A solas en la cabina comedor, Stephen pensó en el mensaje de sir Joseph. En él le pedía que fuera a Londres sin perder un solo minuto, y lo hacía con una parquedad de palabras desconocida en él. Joseph Blaine odiaba la prolijidad casi tanto como odiaba a Napoleón Bonaparte, pero la extremada sequedad del billete dejó perplejo a Stephen hasta que recordó lo sucedido tantas otras veces en el pasado, volvió la cuartilla del revés, y allí, en la esquina inferior izquierda, encontró el carácter
n
escrito a lápiz, tenue, lo cual podía obedecer a muchos significados. En este caso se refería al Comité, órgano compuesto por las principales figuras del servicio de Inteligencia y del Ministerio de Asuntos Exteriores, que lo habían enviado a Perú para impedir, o, mejor dicho, para adelantarse a los franceses en sus planes de granjearse las simpatías de los cabecillas del movimiento de independencia de España. Estaba claro que deseaban saber qué había logrado y, con toda probabilidad, esta prontitud suponía que experimentaban algunas dificultades a la hora de mostrar el asunto bajo una luz favorable, o incluso tolerable, ante sus aliados españoles. Repasó la larga e intrincada cadena de sucesos que conformarían su relato, y mientras lo hacía observó la estela de la fragata, estela que, considerándolo bien, había alcanzado una enorme longitud.

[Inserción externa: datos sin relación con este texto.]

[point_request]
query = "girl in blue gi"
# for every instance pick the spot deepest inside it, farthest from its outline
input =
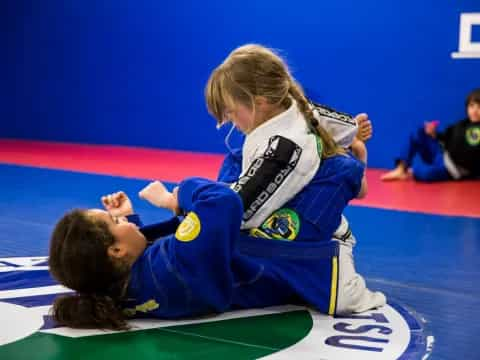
(200, 265)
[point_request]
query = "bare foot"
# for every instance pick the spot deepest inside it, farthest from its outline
(399, 173)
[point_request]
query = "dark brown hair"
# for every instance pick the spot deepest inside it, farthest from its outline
(79, 260)
(254, 70)
(474, 97)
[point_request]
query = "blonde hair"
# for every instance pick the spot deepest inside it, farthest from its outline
(254, 70)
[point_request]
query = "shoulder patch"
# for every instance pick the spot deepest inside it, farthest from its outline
(473, 135)
(189, 228)
(283, 224)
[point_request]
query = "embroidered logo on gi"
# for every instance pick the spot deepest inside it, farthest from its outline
(189, 228)
(473, 136)
(283, 224)
(319, 145)
(150, 305)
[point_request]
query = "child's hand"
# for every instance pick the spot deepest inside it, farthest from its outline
(431, 128)
(365, 129)
(117, 204)
(157, 194)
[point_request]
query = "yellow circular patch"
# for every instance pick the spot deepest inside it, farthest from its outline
(189, 228)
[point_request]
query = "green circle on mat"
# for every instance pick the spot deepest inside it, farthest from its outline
(241, 338)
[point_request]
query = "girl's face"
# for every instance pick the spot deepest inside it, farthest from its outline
(473, 111)
(242, 117)
(129, 241)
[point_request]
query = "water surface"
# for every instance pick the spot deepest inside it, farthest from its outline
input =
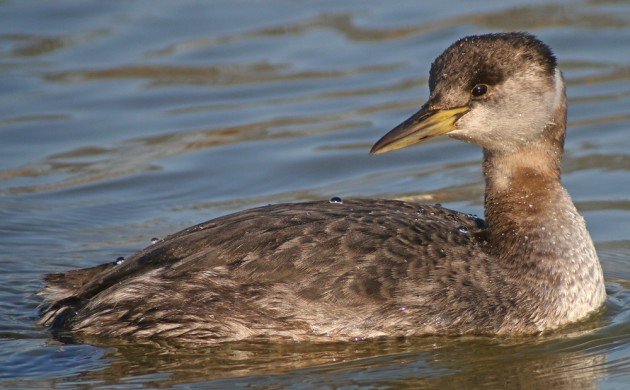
(123, 121)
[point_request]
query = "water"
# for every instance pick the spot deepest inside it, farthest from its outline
(123, 121)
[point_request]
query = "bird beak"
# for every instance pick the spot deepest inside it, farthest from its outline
(424, 124)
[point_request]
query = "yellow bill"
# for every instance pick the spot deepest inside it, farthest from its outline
(423, 124)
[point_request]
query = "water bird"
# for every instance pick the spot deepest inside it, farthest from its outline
(353, 269)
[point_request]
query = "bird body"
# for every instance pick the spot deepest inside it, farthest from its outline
(365, 268)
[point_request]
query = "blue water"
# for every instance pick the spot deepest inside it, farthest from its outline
(123, 121)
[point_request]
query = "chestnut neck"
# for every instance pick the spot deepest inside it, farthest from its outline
(525, 201)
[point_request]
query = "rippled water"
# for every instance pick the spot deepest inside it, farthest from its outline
(123, 121)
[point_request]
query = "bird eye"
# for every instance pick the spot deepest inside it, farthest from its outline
(479, 89)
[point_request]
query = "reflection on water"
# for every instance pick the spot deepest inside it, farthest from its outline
(123, 121)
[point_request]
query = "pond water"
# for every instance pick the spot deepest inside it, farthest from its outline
(123, 121)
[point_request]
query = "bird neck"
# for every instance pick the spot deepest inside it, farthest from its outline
(523, 192)
(538, 236)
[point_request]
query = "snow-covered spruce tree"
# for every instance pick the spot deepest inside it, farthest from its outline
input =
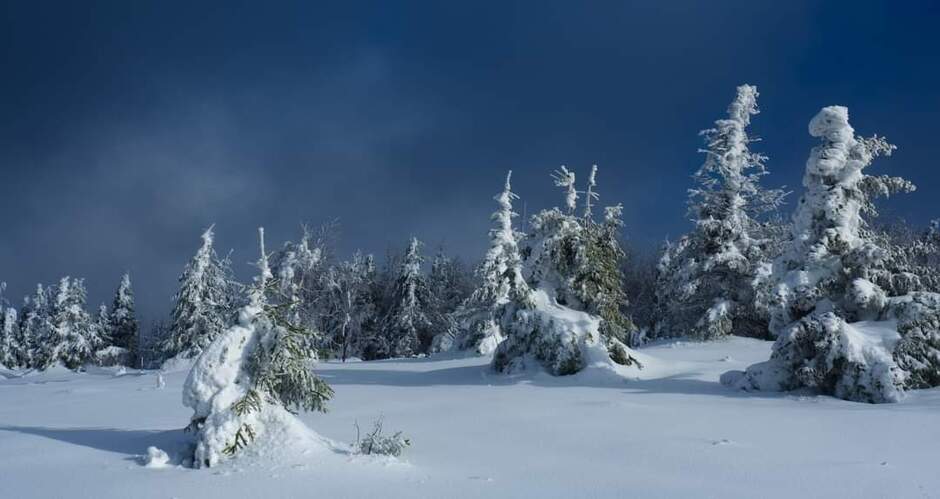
(9, 333)
(204, 303)
(824, 285)
(124, 329)
(500, 281)
(73, 338)
(706, 284)
(545, 321)
(246, 385)
(450, 284)
(597, 280)
(407, 327)
(299, 269)
(35, 324)
(348, 306)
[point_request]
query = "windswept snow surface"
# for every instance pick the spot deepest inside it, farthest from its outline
(671, 431)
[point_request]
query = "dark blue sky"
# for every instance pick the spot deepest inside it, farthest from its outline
(128, 127)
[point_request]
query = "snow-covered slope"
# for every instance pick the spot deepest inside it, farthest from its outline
(673, 431)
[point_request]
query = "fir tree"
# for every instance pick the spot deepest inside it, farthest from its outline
(124, 329)
(348, 306)
(35, 325)
(824, 282)
(204, 303)
(253, 376)
(407, 326)
(73, 338)
(8, 332)
(706, 283)
(500, 280)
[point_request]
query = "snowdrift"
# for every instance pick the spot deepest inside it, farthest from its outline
(560, 340)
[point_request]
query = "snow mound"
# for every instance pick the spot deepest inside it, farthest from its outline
(560, 340)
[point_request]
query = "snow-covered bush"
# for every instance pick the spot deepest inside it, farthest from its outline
(839, 332)
(706, 286)
(246, 384)
(407, 325)
(124, 330)
(376, 442)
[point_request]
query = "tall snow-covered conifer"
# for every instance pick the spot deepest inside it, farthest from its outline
(407, 325)
(706, 285)
(246, 385)
(124, 328)
(824, 284)
(203, 304)
(501, 280)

En ésas estaba cuando Tom Pullings, el capitán nominal del barco —nominal debido al incompetente plan de disfrazar la
Surprise
de barco corsario bajo el mando de un oficial sujeto a la media paga con tal de engañar a los españoles—, entró y exclamó:
—Ah, está usted ahí, doctor. ¡Qué noticias! No hará ni media ampolleta que el
Berenice
se puso en facha y picó la sonda, y la
Ringle
se abarloará directamente. ¡Killick, vamos, Killick! El doctor necesita su baúl, tan rápido como te sea posible.
Apenas salió por la puerta para encargarse de sus cosas, cuando Jack volvió a bordo trepando por la escala de popa.
—¡Ah, estás ahí, Stephen! —exclamó—. Heneage puso al pairo su nave y ha picado la sonda: arena blanca y pequeñas conchas. Todo está dispuesto a bordo de la goleta. ¡Eh, Killick. Venga, Killick. El baúl del doctor…!
—Aquí lo tiene, ¿o está ciego? —protestó Killick, indignado a juzgar por el tono de su voz—. Todo encordado y bien encordado: el camisón encima de todo; calzoncillos; camisa de batalla y los calzones que debe ponerse al entrar por South Foreland; camisa blanca y chaqueta para Londres, y un par decente de calzones negros; la mejor peluca plegada a mano derecha, en la esquina delantera. —Caminaba pisando fuerte, y uno podía oírle empujar el baúl de un lado a otro, al tiempo que gritaba a su compañero—: ¡Más brío ahí, Bill!